ECB's Last Dove Gives Up the Fight Against Rate Hike

ECB's Last Dove Gives Up the Fight Against Rate Hike

© Reuters

By Geoffrey Smith 

Investing.com -- The last inflation dove in the European Central Bank’s top management appeared to give up the fight against a first rate hike in a decade, acknowledging in a newspaper interview that neither negative interest rates nor quantitative easing is appropriate right now.

"Under current circumstances, negative rates and net asset purchases may no longer be necessary," board member Fabio Panetta told the Italian newspaper La Stampa in an interview. 

Panetta has remained doggedly reluctant to tighten policy in recent months, despite a surge in inflation that has hit its highest since the single currency was introduced, as an energy price shock has hit the Eurozone economy still awash with liquidity after a decade of generous monetary policy. 

His voice has increasingly become a minority one, with Vice-President Luis de Guindos and even chief economist Philip Lane acknowledging the need for action to bring inflation down from its current level of 7.5%.

The ECB's governing council is likely to confirm the end of net asset purchases at its meeting on June 9, paving the way for a hike at the ECB's July meeting on the 21st.

Even in the interview, Panetta still indicated he himself would rather not raise rates at that meeting, arguing that it would be "imprudent" not to wait for the publication of second-quarter GDP data for the Eurozone, due on July 29th.  

"The uncertainty and the risks we face are enormous, and no one can reasonably envisage what will happen between now and the end of the year," Panetta said, noting that the Eurozone is currently "de facto stagnating".

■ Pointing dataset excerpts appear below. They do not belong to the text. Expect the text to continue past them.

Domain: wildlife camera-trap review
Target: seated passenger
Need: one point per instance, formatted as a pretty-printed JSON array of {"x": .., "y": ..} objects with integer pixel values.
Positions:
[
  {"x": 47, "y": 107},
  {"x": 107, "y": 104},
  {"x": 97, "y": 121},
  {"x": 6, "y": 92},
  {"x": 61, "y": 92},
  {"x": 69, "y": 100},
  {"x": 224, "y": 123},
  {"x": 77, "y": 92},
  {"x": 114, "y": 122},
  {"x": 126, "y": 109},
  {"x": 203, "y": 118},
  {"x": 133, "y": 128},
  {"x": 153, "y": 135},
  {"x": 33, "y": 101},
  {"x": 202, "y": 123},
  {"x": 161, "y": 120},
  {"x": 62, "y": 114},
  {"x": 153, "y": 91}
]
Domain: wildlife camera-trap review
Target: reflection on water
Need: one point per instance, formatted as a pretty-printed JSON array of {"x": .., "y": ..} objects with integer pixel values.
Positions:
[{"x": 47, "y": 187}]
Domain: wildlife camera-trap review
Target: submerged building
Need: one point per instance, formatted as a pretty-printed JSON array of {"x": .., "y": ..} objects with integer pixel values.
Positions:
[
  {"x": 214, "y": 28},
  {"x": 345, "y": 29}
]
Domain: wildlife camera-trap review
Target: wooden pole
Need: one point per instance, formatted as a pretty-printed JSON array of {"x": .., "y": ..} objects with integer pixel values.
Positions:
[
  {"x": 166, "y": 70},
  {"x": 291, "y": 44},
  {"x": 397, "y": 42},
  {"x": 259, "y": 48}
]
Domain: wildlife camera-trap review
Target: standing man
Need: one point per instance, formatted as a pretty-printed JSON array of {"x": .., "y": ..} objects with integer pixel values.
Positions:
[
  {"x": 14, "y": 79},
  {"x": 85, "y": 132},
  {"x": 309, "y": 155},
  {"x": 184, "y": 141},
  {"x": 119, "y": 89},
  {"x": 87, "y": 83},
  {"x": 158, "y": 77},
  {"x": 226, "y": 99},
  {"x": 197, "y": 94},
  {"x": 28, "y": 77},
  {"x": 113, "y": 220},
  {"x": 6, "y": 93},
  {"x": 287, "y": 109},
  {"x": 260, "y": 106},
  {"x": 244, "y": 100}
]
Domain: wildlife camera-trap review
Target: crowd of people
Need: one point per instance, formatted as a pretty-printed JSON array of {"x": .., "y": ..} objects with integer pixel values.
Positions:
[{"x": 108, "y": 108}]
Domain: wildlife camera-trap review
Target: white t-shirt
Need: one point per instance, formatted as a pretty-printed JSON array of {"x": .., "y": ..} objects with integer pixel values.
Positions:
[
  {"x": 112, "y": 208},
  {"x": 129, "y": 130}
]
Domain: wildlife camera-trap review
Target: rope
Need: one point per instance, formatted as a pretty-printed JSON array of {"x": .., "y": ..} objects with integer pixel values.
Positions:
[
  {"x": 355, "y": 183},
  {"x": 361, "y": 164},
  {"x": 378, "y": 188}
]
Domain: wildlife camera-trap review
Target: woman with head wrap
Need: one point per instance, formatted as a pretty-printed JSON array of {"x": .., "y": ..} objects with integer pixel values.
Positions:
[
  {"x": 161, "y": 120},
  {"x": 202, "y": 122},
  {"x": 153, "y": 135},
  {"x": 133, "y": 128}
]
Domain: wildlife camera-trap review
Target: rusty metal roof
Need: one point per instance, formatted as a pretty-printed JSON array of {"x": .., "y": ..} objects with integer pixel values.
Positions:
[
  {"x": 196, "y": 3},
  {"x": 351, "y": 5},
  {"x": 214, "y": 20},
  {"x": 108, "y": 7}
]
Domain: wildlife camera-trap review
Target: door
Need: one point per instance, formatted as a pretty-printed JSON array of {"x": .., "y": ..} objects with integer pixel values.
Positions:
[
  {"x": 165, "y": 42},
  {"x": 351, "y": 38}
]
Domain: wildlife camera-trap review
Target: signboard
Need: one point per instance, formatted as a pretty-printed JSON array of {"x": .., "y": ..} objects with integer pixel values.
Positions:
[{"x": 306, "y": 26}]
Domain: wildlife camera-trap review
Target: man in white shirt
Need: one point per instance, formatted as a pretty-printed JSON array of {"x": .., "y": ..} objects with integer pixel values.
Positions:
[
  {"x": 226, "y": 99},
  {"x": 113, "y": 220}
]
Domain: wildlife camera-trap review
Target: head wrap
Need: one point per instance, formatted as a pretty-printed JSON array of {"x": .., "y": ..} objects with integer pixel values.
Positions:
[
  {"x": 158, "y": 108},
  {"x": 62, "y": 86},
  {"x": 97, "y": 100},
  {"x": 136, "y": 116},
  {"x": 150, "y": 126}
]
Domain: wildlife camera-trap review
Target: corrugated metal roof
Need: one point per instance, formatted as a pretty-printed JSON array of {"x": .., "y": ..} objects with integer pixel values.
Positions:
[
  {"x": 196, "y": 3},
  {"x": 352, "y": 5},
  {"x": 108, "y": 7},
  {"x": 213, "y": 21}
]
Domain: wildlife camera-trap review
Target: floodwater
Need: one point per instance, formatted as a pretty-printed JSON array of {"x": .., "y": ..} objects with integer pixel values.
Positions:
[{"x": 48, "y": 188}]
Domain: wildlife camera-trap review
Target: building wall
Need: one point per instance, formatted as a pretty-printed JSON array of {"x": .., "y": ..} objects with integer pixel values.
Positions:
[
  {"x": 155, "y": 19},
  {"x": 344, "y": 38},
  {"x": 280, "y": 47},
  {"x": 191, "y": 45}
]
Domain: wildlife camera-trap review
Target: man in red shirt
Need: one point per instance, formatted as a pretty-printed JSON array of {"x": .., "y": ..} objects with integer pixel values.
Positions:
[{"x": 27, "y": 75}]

"Growth in the first quarter was 0.2%, and would have essentially been zero without what may have partly been one-off spikes in growth in certain countries," he argued.

Panetta also argued for continued intervention by the ECB to support the bond markets of Italy and other economies around the periphery of the Eurozone as interest rates rise. 

"We must prevent monetary adjustment from being accompanied by financial fragmentation," Panetta said, "even more so if fragmentation results from factors like the pandemic or the war that are independent of policies adopted by individual Member States."

Expectations of a long tightening cycle have driven the spread between German and Italian bond yields to their highest since June 2020, when the ECB was forced by the pandemic to abandon its previous restrictions on bond purchases, and give disproportionate support to Italian and Greek bond markets through its 'Pandemic Emergency Purchase Program'. 

The comments weren't enough to stop the euro from correcting a little after it jumped against the dollar on Wednesday in response to the Federal Reserve's actions and comments. By 3 AM ET (0700 GMT), EUR/USD was down 0.2%, at $1.0600.

(CORRECTION: The original version of this article misstated the release date for Eurozone 2Q GDP. The version above is the correct one.)